- First appearance: "Cripple Fight" (2001)
- Created by: Trey Parker Matt Stone
- Designed by: Trey Parker Matt Stone
- Voiced by: Trey Parker

In-universe information
- Aliases: Jim The Bard Fastpass
- Gender: Male
- Occupation: Elementary school student, talk show host (future)
- Family: Ryan Valmer (father) Sarah Valmer (mother)
- Significant other: Nancy (girlfriend)
- Education: South Park Elementary
- Residence: South Park, Colorado, United States

= Jimmy Valmer =

Fictional character from South Park

Jimmy Valmer (/ˈvɑːlmər/), formerly Jimmy Swanson, is a fictional character from the American animated television series South Park. He is voiced by Trey Parker. He is physically disabled, requiring forearm crutches in order to walk.

==Character biography==
In season 7 episode 2 "Krazy Kripples", it is explicitly stated that both Jimmy and Timmy were born with their disabilities. In any case, hampered by his legs, which in many cases he appears not to be able to use, Jimmy primarily uses his crutches both as substitutes for his legs and sometimes even as extra (weaponized) extensions for his arms. He prefers to be called "handi-capable". Jimmy is able to speak coherently, and his various aspirations on several different levels of journalism over time also sometimes even makes him more articulate than any of the other children, though his speech is largely affected by his stuttering, and sometimes also his tendency to end some of his sentences with "...very much". He aspires to be a stand-up comedian, and is often featured performing his routines. His catchphrase during his routines is "Wow, what a terrific audience!". Jimmy is commonly seen with Craig Tucker, Clyde Donovan, and Tolkien Black as part of "Craig's Gang". In the show's Season 5 DVD commentary, the show's creators stated that Jimmy was originally intended to be from another town but at some unspecified point moved to South Park as the character started to be written into more episodes. Despite his disability, he is also shown to be an extremely accomplished drummer, performing with Stan Marsh's death metal group Crimson Dawn in the episode "Band in China".

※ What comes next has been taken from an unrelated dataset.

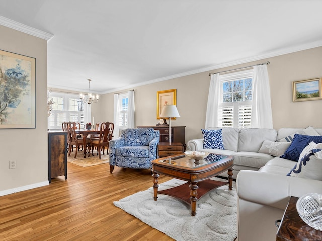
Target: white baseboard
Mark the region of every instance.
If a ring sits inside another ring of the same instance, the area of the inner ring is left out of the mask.
[[[12,194],[16,192],[22,192],[23,191],[26,191],[26,190],[32,189],[37,187],[43,187],[44,186],[47,186],[47,185],[49,185],[49,182],[48,181],[38,182],[38,183],[34,183],[33,184],[27,185],[26,186],[23,186],[22,187],[16,187],[11,189],[0,191],[0,196]]]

In the 2021 special South Park: Post Covid, Jimmy has his own talk show named Late Night with Jimmy, à la Jimmy Kimmel Live!, and is called "the king of woke comedy".

== History ==
Jimmy first appears in the season five (2001) episode "Cripple Fight", in which he moves to South Park from a neighboring town and antagonizes Timmy. Parker and Stone initially intended for this to be Jimmy's only appearance, but decided to include the character in subsequent episodes. Now portrayed as a South Park resident, student, and good friend of Timmy, Jimmy has been a recurring character ever since. Jimmy's parents had made fun of disabled children in high school, and believe that Jimmy's disability is a punishment from God. The season eight (2004) episode "Up the Down Steroid" ends with Jimmy addressing the issue of anabolic steroid use in athletic competitions, declaring it as "cheating" while suggesting that professional athletes who use steroids voluntarily reject the accolades and records attributed to them. The episode also reveals that Jimmy has a girlfriend named Nancy.

== Reception ==
Melanie McFarland of the Seattle Post-Intelligencer describes Jimmy and Timmy's capabilities and portrayal in the show as Parker and Stone declaring their opposition to political correctness as social restriction. When praising the show for both its depiction of Jimmy and Timmy and its coverage of disability-related issues, The Seattle Times columnist Jeff Shannon, a quadriplegic, describes Jimmy and Timmy as "goodwill ambassadors".